Andrew Cuomo has a new job. Every Sunday at 5 p.m., you can tune into 77 WABC to hear the former New York governor host The Pulse of the People. He’ll be taking calls, discussing solutions, “cutting through the noise.” You know, the usual.
This is what redemption looks like now.
It’s been almost six years since my mother died in a New York nursing home, one of 15,000 elderly residents who perished after Cuomo’s March 25, 2020, order forced facilities to admit Covid-positive patients. Almost six years since I wrote about how his policy trapped her there, how they kept families away while the virus spread, how she died alone and terrified.
Since then, Cuomo has written a book celebrating his pandemic leadership. He collected $5 million for it. He ran for mayor of New York City, losing in both the primary and the general election to Democratic Socialist Zohran Mamdani, a 34-year-old state assemblyman he repeatedly attacked during the campaign. And now he’s got a radio show.
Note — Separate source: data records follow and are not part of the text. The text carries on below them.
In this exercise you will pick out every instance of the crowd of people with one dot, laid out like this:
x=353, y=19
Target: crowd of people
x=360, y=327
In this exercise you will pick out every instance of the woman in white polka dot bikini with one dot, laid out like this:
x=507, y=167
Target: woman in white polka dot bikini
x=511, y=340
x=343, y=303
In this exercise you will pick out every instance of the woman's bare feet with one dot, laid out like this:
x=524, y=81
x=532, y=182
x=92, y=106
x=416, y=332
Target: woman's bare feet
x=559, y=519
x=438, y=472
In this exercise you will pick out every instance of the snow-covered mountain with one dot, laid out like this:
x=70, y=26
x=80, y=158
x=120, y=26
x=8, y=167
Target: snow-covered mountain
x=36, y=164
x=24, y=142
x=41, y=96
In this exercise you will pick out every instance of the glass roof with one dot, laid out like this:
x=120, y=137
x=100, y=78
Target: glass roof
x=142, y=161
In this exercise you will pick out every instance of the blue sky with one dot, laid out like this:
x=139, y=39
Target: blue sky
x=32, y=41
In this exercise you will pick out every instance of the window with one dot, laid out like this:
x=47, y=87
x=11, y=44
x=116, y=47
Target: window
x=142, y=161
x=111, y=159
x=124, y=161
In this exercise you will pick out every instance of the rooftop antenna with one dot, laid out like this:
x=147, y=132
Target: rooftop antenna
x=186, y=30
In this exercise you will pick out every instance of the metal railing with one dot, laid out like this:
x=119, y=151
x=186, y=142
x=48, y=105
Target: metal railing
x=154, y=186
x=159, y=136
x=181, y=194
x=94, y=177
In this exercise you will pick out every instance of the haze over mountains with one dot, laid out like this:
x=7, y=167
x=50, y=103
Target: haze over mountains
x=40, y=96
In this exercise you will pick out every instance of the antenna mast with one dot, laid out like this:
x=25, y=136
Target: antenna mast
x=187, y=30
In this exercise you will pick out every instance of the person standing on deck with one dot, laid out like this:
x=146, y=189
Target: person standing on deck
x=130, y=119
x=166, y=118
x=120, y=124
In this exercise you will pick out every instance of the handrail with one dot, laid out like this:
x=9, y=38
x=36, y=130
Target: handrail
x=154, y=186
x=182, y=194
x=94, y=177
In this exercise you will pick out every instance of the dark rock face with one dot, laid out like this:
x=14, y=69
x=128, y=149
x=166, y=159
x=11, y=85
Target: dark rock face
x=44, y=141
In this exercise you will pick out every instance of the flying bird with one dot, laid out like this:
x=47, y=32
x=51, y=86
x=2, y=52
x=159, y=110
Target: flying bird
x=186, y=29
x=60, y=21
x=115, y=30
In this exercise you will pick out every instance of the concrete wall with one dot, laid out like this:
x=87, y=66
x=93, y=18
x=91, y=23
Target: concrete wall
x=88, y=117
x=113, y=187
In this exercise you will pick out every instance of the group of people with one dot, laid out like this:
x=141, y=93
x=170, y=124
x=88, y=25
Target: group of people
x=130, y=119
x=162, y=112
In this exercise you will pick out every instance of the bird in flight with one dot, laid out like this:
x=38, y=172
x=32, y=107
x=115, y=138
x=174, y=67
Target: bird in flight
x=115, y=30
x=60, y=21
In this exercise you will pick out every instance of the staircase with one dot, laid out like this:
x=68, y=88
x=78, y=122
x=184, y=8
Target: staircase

The man who allegedly lied to Congress about editing reports that covered up nursing home deaths wants to have “fact-based conversations.” The man currently under federal criminal investigation for reportedly making false statements gets a platform to discuss “solutions.” The station owner says they believe in “thoughtful discussion.”
I’m sure they do.
I’m not even shocked anymore. That’s the thing about watching powerful people fail upward — it’s a disturbing trend. Eventually you just stop being surprised. Disgraced politician lies low for a bit, tests the waters, then slowly rebuilds. A podcast here, a cable news hit there, maybe a radio show. Before you know it, they’re back in the mix, repackaged as an elder statesman with hard-won wisdom to share.
The media loves a comeback story — at least when it’s a Democrat comeback. Redemption is good for ratings. Everyone deserves a second chance, right? Forgiveness, growth, moving forward. These are virtues, after all.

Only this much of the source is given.